元亀2(1571)年、祖父・氏康が亡くなると、父・氏政は方針を転換し、武田との同盟を復活させました。

そして天正5(1577)年、氏直は元服し、初陣も果たします。それから3年後には、早くも家督を父から譲られました。まだ19歳です。

当主になったとはいっても、これはまだ形式上のこと。父・氏政は健在でしたから、実権も父の手に握られていました。

早くに氏直が家督を継いだのは、織田信長との同盟と、実現はしませんでしたがその娘との結婚が予定されていたからだそうです。氏直を当主として、関係強化を図っていたのですね。

ただ、状況はめまぐるしく変わります。上杉謙信の後継者争いとなる「御館の乱(おたてのらん)」が起きたのですが、氏政と氏直は、後北条氏出身の上杉景虎(うえすぎかげとら)を支持し加勢しました。信玄の跡を継いだ武田勝頼(たけだかつより)は当初景虎を支持しましたが、その後景勝方に転じ、これで後北条氏と武田氏の対立が再燃したのです。

武田滅亡、信長の死の混乱の中で

天正10(1582)年、信長は甲州征伐を開始し、武田氏を滅亡に追い込みます。ところがその信長も直後に本能寺の変で倒れてしまいました。

武田滅亡後、旧武田領を任されたのは織田家臣の滝川一益(たきがわかずます)河尻秀隆(かわじりひでたか)でしたが、まず河尻秀隆が殺害されてしまいます。そして残った滝川一益はまだ統治基盤が盤石ではなかったため、そこに氏直と氏政は目を付けたのです。

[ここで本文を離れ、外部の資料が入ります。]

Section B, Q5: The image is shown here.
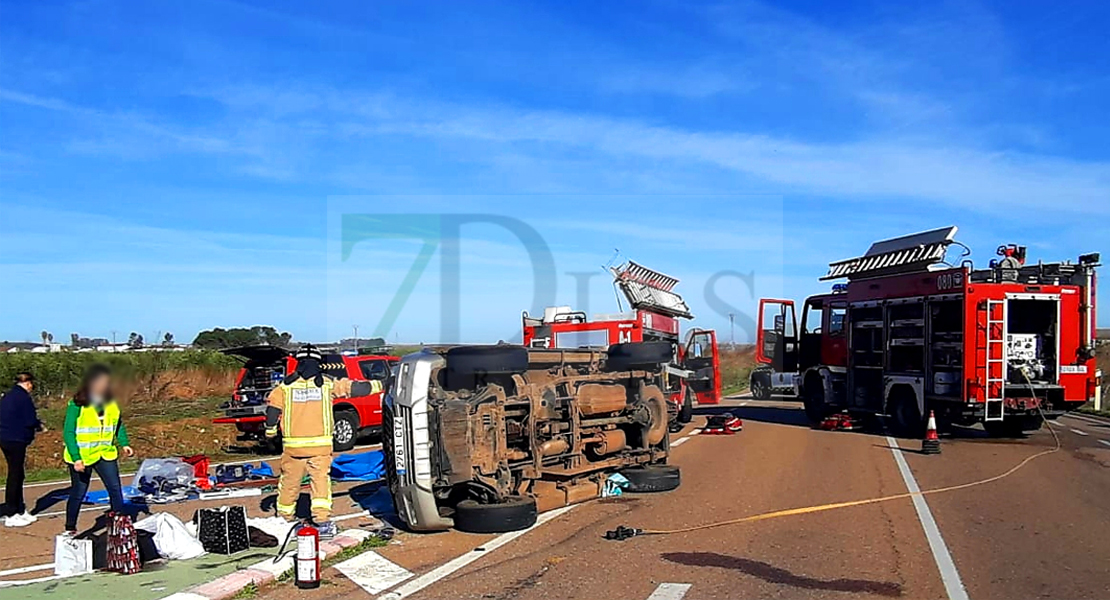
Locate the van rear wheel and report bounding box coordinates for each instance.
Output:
[455,496,537,533]
[620,465,682,494]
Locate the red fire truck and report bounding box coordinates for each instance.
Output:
[523,261,720,423]
[753,227,1099,437]
[212,345,398,451]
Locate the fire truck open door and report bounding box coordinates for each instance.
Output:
[682,329,720,405]
[756,298,798,373]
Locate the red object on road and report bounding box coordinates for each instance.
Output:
[818,411,862,431]
[296,523,320,590]
[702,413,744,436]
[921,410,940,455]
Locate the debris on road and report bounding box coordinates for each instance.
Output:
[700,413,744,436]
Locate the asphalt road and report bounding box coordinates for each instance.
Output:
[264,400,1110,600]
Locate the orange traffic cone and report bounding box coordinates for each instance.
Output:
[921,410,940,455]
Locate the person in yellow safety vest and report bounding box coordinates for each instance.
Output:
[266,345,383,539]
[62,365,134,535]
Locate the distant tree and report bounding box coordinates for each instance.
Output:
[193,325,293,349]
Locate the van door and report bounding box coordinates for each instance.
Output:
[756,298,798,373]
[682,329,720,404]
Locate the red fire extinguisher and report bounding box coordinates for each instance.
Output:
[296,523,320,590]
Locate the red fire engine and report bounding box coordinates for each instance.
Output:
[523,261,720,423]
[751,227,1099,437]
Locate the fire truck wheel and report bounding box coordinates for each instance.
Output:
[332,410,359,452]
[677,388,694,424]
[890,393,925,439]
[620,465,682,494]
[455,496,536,533]
[605,342,674,372]
[801,384,829,424]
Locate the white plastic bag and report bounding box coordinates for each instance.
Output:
[135,512,204,560]
[54,535,92,577]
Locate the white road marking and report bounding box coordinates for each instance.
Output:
[887,436,969,600]
[0,573,69,588]
[0,562,54,577]
[335,551,413,596]
[379,505,578,600]
[647,583,693,600]
[1063,413,1110,426]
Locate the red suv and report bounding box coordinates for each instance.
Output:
[212,346,398,451]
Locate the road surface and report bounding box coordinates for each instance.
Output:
[255,399,1110,600]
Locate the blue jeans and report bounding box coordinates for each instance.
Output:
[65,459,123,531]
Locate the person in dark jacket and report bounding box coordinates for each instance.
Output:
[0,373,46,527]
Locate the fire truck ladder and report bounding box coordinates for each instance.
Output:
[983,299,1007,421]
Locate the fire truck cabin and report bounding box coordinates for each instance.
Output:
[757,227,1099,437]
[523,261,720,423]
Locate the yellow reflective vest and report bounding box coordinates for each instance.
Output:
[281,377,335,449]
[64,403,120,465]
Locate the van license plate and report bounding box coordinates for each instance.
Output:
[393,417,406,475]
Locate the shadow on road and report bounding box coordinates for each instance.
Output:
[660,552,902,598]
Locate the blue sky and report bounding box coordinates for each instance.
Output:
[0,0,1110,342]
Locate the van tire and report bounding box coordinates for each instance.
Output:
[332,410,359,452]
[620,465,683,494]
[605,342,675,373]
[455,496,537,533]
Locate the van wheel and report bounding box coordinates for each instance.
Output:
[678,388,694,424]
[332,410,359,452]
[620,465,682,494]
[455,496,537,533]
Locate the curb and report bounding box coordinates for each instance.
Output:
[162,529,371,600]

どちらかといえば、後北条氏の勢力は小田原を拠点とした南関東が中心。対する滝川一益は上野(こうずけ/群馬県)や信濃(しなの/長野県)を支配していましたから、領土を拡大するのには格好のチャンスだったのです。

そして、氏直は叔父・氏邦(うじくに)と共に上野に侵攻し、滝川軍と神流川(かんながわ)で激突しました。

神流川の戦いと天正壬午の乱

氏直率いる後北条勢は約5万、対する滝川勢は約1万8千。戦いは後北条方の勝利に終わりました。そして氏直はそのまま信濃に侵攻しますが、今度は旧武田領を狙う徳川家康と対立することになります。これが「天正壬午の乱」ですが、戦況は一進一退。こう着状態に陥り、これ以上の消耗は無駄だと判断した氏直は、家康との和睦を選びます。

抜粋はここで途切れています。